Reading opinions like these, you’d think Zimmerman shot Martin from across the street because he didn’t like his hoodie.
The media is turning this into the “No One Is the Boss of Me” law, the “Kiss My Ass, Jerk” law, but I thought it was about legal issues and lawsuits, and such.
The freepers that speak legalese and can translate it to we street level posters, need to post the language that we need to counter this effort with, what is a sentence or two description of the original purpose of laws saying that we won’t be prosecuted for self defense?
I have news for professor Unicorn; Gunsmoke was a television show.
For a professor, you are a REAL idiot.
911 in the Gunsmoke era? Gotcha!
Better the Wild West than the present Europe!
I’m an undersized guy, and as such I’d see a lot of people as a real threat should they want to do me harm.
Where the heck is the barf alert???
“God made man, but Samuel Colt made them equal.”
This professor is a drooling moron. Palance played a gun for hire. Alan Ladd's character most resembled a modern neighborhood watch captain.
[[Stand your ground laws recall the Wild West]]
but apparently getting one’s head smashed to bits on a sidewalk doesn’t ‘recall the wild west’ to that writer-
True, Palance was a stone cold hit man.
Next time you watch the movie, notice Palance getting on his horse in the town scene, when he swings his leg over the saddle at (Shane?) it is a powerful example of an actor using his body to say a page of dialogue.
When he mounts that saddle, it is the biggest body language F***Y*U, that I have ever seen in real life or film..
No! I do not have that. I’m so uncertain that if my head is being bashed upon the pavement repeatedly I really Am uncertain!!!
Trayvon Martin was a tall, broad shouldered and muscular MAN, not a little boy, 6 inches taller than George Zimmerman and probably in better shape.

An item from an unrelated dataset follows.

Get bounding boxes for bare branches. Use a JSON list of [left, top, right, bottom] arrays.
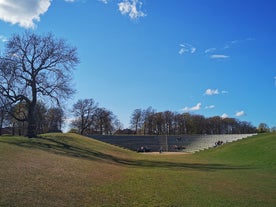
[[0, 32, 79, 137]]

In actual combat situations the "fairness" principle is a load of crap. The only applicable rules are whatever it takes. No one in the "wild West" was expected to submit to being pounded to death by an "unarmed" assailant.

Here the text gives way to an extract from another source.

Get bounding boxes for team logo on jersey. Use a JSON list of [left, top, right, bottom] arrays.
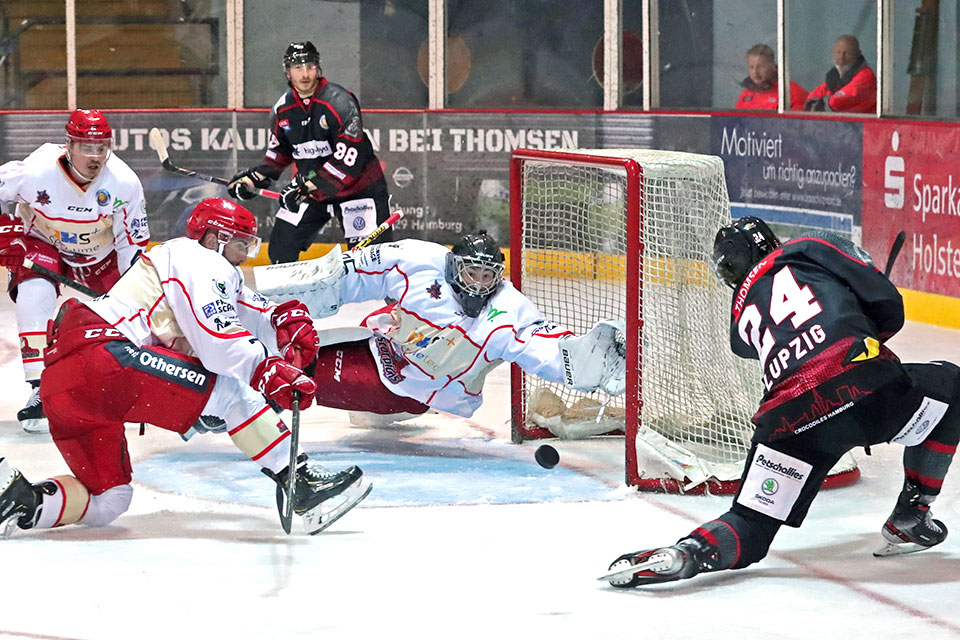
[[211, 279, 230, 299], [319, 115, 328, 129], [426, 280, 442, 299], [35, 190, 51, 205], [278, 119, 290, 129], [96, 189, 110, 206]]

Chicago should keep it's idiots at home.
The movie Shane is really totally unfit as an analogy for the Zimmerman/Martin incident. There was no law there. Ownership of property was in dispute as was the reality in the west in many places. There was an active dispute, or war, going on and everybody knew who was on what side. Those things made the backdrop and the framework for the whole drama of Shane and none of them exist in the events surrounding Zimmerman/Martin.
I recommend a rubber room some Xanax and a cup of chamomile tea for Prof. McGrath.